The gift of knowledge is for everyone to some degree, and to some in a great degree. The body of Christ needs to be intelligent in order to get anywhere in fulfilling the purpose of God. A body without brains may serve a purpose in a museum, but it is not an asset in the kingdom of God. But as important as this gift is, even at its highest level it is of no ultimate value without love. In chapter 13 verse 2 Paul writes, "If I have the gift of prophecy and can fathom all mysteries and all knowledge, and if I have a faith that can move mountains, but have not love, I am nothing. Lack of love spoils all the gifts. You can be a know it all and still not be an asset to the body if your knowledge makes you proud and unloving.

The church needs gifted people, but the number one need for every church is for loving people. A loving person who hasn't discovered their gift is more precious than one who is multi-gifted but unloving. This makes it clear then that the dividing of the intellect and emotions is meaningless. They are one, or they are nothing. You can't be a brain without a heart. The knowing person has to be a loving person or his knowing is of no value. Knowing this is one of the most precious gems that every Christian is to gain by their gift of knowledge. When you know that no gift is of value without love, you have arrived at a high level of the gift of knowledge.

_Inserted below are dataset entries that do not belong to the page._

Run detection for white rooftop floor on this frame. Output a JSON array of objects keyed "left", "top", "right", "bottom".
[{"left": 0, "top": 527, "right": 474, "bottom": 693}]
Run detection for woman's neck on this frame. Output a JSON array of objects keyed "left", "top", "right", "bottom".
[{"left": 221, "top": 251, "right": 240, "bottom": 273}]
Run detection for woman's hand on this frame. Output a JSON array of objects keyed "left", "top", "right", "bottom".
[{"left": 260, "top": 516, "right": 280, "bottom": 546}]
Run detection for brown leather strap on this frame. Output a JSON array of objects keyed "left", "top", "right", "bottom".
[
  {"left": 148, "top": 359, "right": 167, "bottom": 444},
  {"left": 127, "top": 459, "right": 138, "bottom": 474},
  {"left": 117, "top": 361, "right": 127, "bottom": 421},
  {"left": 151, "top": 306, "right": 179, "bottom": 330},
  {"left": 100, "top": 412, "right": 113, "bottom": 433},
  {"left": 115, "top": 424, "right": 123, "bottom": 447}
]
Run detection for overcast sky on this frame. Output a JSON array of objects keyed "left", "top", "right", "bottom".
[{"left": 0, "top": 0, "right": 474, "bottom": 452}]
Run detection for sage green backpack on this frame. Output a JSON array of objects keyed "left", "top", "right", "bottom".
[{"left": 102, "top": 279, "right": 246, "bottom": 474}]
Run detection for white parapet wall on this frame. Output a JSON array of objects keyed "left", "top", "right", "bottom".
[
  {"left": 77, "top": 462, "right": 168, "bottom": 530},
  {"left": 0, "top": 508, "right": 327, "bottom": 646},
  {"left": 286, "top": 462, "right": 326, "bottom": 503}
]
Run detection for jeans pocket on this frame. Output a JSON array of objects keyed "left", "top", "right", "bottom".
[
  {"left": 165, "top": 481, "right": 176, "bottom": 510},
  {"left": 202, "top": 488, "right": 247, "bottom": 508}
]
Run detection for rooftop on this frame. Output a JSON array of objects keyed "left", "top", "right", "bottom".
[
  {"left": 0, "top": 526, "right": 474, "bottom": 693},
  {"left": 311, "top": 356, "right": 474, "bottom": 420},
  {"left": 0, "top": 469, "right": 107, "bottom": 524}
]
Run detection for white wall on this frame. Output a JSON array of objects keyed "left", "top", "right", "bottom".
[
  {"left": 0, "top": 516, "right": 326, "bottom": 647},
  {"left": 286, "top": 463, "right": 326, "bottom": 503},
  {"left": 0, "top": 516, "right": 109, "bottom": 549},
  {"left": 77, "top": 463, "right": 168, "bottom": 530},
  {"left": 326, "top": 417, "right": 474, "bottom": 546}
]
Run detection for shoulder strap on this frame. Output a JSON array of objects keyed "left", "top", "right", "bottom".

Tell a starving man that he needs food and explain the digestion system and he will probably not be very grateful for your profound insights and knowledge of the body. He would be grateful, however, if you could give him something to eat. The gift of knowledge in that context will not be as effective, as would be an act of love in sharing some food with him. It may be that knowledge will help him after he is fed, but until his basic need is met he will not be impressed with any knowledge. Every gift has its place, but when it is out of place it is like a nose on the bottom of your foot. It will be a pain, and it will hinder rather than help. Love is always appropriate, but it takes the gift of knowledge to know when other gifts are appropriate. May God bless us all with more and more of these gifts of wisdom and knowledge.